桜沢 腐ります。東京から五日目でバイカル湖の付近まで行きますがみんな青カビが生えてつぶれていてドロッとしていて手ではもてません。それがシベリヤの果てまで行きますと真っ赤な赤カビで赤いものになっています。吃驚することはない。それを毎日食べて行くのです。パリに着くとその日から仕事をする。ところが一等車に乗って食堂車で毎日何百円という食事をしていた人達は着いてから二、三日から一週間休養しなければ何もできない。そんな訳でお米という物は生で食べても腐っていても絶対に当たらない。お米以外の物をご覧なさい肉、鳥、魚、どんなものでも腐ったものを食べてご覧なさい、大変です。お米だけは特別ですがこれには原因がある。

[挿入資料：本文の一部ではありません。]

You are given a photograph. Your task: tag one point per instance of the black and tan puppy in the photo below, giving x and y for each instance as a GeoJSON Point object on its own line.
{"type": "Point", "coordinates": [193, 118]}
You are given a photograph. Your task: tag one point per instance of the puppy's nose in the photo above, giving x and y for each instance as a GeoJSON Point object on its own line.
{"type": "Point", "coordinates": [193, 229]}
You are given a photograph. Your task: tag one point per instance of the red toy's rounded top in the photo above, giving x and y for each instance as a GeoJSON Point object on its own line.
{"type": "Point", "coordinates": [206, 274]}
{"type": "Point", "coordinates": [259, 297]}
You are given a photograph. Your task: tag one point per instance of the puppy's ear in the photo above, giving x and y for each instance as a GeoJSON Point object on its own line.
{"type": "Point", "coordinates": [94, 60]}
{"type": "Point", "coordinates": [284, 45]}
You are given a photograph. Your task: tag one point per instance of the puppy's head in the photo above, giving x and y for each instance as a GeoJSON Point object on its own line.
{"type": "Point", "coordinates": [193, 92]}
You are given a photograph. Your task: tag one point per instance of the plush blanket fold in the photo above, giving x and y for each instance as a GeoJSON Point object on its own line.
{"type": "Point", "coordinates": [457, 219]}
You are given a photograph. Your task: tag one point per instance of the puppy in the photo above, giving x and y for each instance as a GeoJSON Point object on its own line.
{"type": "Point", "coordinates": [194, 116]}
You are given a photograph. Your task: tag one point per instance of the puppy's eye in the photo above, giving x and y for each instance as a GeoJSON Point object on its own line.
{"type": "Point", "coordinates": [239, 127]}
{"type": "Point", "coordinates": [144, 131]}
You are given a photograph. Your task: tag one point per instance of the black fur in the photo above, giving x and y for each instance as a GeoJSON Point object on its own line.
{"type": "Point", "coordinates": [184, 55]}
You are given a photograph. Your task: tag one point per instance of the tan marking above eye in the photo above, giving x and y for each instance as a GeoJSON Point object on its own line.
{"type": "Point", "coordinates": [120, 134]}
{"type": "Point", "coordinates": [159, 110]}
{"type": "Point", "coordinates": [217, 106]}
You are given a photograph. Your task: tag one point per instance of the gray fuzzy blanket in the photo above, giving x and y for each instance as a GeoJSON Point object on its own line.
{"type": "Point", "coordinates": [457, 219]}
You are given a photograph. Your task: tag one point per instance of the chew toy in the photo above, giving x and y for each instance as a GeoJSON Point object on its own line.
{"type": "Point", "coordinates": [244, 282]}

この話はまた後で詳しくします。だから私はお米を勧めるのです。しかも日本は豊葦原の瑞穂の国といって天照大神が「汝の子孫はこの豊葦原の瑞穂をもって食とせよ、そして永久に守り継ぐべし」ということをおっしゃって同時に剣とかがみを渡されたのです。考えるということを一番必要とする、鑑みるということは神様が見るということです。考えるということは神にかえるということです。この言葉も英語にはありません。考える、良い言葉ですね。それには毎日鏡を見よ、鑑みよといって鏡をくださったのです。だから今あなたは毎日鏡を見てるといったでしょう?しわができたなんて有り難いことではないですか。それだけ緩んでいたということですからね。岡島さん、目方どのくらい減りましたか?今、あなたは大手術をしたのですからね。我々のからだの中には七兆の細胞があるのです。一億や七億の騒ぎではなく七兆の国民がいるのですそれ全部を洗って手術したのです。それは疲れますよ。

-それで冗談を言う馬力なくなりました。

桜沢 おとなしくなっていいです。あなたはおしゃべりだったのでしょうねハハハ。貴方はお名前は何とおっしゃいますか?

-鈴木ケンジロウです。

桜沢 この人は八十で一人でひょこひょこ歩いていらっしゃる、八十や九十はまだまだです。これをおやりになれば何歳まで生きられるか分かりません。皆これがなくてはいけません。災難に遭ってもいけないし自動車に轢かれてもいけない。

-でも五人の兄弟は皆死んでしまい私一人残りました。

桜沢 ま、その話をしている訳なんですがひとつ実行をしてご覧なさい実行を。だれでしたっけ怒らなくなってきたという人は?この前来た西洋人で十日間やったら怒性の私が少しも怒らなくなった、不思議だ不思議だといって事務所へ来て言っていました。鬼崎さんもいってたね、怒りっぽい人でしたが今度これを遣り出したらおとなしくなってしまって何も言わなくなってしまった。例えば親鸞聖人あるいは蓮如聖人ですね。皆八十、九十まで生きました。この人たちをどう見ますか?蓮如聖人は八十三歳でなくなったとき、三歳の子供があったそうですからね。あの時分ですら精進料理ですよ。ちょうど我々がやっているのと同じで、玄米食べていたのですからこれは絶対長生きします。だから八十三になっても子供が作れたのです。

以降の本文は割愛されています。